The brutal lynchings that are being normalised are examples of the heady mix of aggression and toxic masculinity gripping our country. Too many men believe that physical aggression is a credible way to demonstrate their masculinity. When it comes to being with or around women, this masculinity manifests itself in sexual dynamics, through the control the man exercises upon the woman. Online trolling – acerbic towards anyone with an opposing opinion, and specifically acidic towards women – is another example of this consuming need to assert supremacy through violence.
But is physical violence the only manifestation of aggression? What about language, art and semiotics? Look at the backs of most cars these days and an angry Hanuman stares back at you. Hanuman was always a playful, benign yet strong figure in the Ramayana. Where did this aggressive face with its steely gaze, built of out shadows and saffron come from?
Strength is now equated with aggression. And the latter has no checks. Demonetisation serves as a good example to understand the glorification of such ‘strength’. The dictatorial decision-making on display in such a move – and the way it was marketed to us – show what happens when power goes unchecked.
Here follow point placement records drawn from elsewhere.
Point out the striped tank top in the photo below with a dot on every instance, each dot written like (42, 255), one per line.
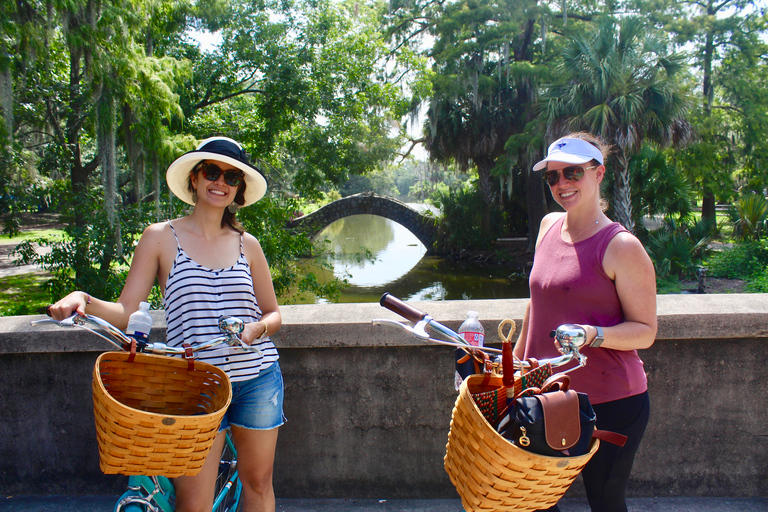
(196, 297)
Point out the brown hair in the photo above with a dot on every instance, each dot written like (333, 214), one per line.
(228, 219)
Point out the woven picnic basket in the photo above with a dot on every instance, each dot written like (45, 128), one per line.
(492, 474)
(156, 415)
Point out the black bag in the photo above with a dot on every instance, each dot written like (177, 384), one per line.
(554, 421)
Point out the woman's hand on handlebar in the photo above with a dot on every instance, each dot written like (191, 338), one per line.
(65, 307)
(253, 331)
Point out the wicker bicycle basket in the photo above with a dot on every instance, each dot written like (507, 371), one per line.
(492, 474)
(156, 415)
The move is still considered a brave act, a radical decision. It’s an example of the brash, insensitive masculinity of today.
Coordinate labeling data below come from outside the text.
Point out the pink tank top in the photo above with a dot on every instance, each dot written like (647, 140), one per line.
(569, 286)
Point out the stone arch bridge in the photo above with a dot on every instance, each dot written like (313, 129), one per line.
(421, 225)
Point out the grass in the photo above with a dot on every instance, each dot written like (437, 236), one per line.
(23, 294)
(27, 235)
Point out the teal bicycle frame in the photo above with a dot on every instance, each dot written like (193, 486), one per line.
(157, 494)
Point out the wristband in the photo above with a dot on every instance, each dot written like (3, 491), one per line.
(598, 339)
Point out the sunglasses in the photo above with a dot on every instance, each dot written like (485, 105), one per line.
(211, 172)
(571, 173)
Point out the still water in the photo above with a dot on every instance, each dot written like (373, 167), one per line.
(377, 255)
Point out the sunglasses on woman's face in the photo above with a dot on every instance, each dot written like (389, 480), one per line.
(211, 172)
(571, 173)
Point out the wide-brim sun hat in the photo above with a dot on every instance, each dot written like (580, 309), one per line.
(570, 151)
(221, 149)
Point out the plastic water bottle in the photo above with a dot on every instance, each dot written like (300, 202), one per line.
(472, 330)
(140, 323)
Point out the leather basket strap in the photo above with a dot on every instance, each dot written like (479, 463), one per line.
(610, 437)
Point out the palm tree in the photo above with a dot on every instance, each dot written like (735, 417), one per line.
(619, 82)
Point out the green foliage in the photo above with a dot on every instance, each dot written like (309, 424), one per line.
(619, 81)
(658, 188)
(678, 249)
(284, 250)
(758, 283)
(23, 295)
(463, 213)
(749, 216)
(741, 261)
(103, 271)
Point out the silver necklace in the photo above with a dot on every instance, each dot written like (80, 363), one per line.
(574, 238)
These notions also manifest themselves in our ideas of physicality – of appearance and the phonetic. And this change is apparent in how we project everyone from our gods to our prime minister. The 56-inch chest, dramatic promises to change the nation, the positioning as India’s proverbial saviour are all manifestations of the same phenomenon.
Language too plays a critical role. ‘Na khaunga na khaane doonga’ – the notion of control, peddled to us through Modi’s promises, the BJP’s critique of Rahul Gandhi’s ‘softness’, all tie back to the celebrated idea of the aggressive, alpha male; the custodian of everything that is right in the world, the purger of all wrong. The supremacy of religion fits seamlessly with this thought, and the willingness to purge all that doesn’t sit in the purview of his definition of the world, becomes opposition and hence can then be disposed off.
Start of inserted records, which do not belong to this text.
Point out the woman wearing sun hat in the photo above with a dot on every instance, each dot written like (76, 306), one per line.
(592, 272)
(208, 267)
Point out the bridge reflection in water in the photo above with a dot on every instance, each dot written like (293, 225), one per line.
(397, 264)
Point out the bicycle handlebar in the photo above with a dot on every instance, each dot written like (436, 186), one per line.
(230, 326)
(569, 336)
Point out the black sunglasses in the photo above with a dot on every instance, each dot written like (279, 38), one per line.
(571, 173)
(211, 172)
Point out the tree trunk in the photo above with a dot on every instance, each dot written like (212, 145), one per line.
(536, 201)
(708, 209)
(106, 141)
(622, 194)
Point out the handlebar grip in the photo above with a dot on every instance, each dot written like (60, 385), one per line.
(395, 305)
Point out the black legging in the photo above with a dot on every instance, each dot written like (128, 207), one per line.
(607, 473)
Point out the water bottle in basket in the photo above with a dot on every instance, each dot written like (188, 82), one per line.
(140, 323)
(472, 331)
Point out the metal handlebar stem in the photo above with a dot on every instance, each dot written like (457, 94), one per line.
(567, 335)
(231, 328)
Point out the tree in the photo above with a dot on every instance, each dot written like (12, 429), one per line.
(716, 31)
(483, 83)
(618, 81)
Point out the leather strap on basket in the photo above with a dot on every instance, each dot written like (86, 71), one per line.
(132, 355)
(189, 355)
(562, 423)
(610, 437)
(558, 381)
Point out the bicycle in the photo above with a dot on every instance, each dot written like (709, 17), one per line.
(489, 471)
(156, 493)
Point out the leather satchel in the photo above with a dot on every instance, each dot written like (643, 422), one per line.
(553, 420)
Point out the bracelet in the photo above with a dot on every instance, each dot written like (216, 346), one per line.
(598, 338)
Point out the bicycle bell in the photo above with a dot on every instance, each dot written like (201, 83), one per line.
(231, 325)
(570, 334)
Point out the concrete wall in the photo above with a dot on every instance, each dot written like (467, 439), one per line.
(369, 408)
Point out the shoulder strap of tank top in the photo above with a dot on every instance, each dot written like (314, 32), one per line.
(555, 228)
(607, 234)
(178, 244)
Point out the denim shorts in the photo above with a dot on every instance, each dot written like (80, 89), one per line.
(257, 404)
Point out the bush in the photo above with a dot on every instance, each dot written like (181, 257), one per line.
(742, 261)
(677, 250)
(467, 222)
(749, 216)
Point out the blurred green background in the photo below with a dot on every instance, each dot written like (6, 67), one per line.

A real man operates alone, fearlessly. Devouring cinematic staples has also taught us that heroes work alone. Whether it was the ’70s, when the angry young man fought against oppression, or today when the strong man fights against all odds to claim the woman he loves – he demonstrates his strength by defeating any and everything that stands in his way.
This definition itself is toxic, putting a patriarchal definition on the idea of being male. Modi’s promise to be the harbinger of change, the enabler of a utopian idea of development also fits neatly into this definition of the toxic hero.
When did Modi become the hero that India really needs? How did he become so? Both the person and his ideology have been appropriating all the usual symbols of bravery and righteousness for years now – the soldiers at war, Ram, the willingness to sacrifice everything for duty and so on.
‘Being a man’ has been boxed into a patriarchal definition of the gender, one now freely employed and deployed by the ruling government. Troll armies are doing everything they can to control every single means of expression dear to us – media, social media or our own voices. Living with this toxicity is suffocating, and we, who recognise it, must also leave no stone unturned in calling it out, and continuing to free men from this constraining idea of masculinity with one word, action and thought at a time. And with that, free our nation of the hyperbolic division that is becoming our reality.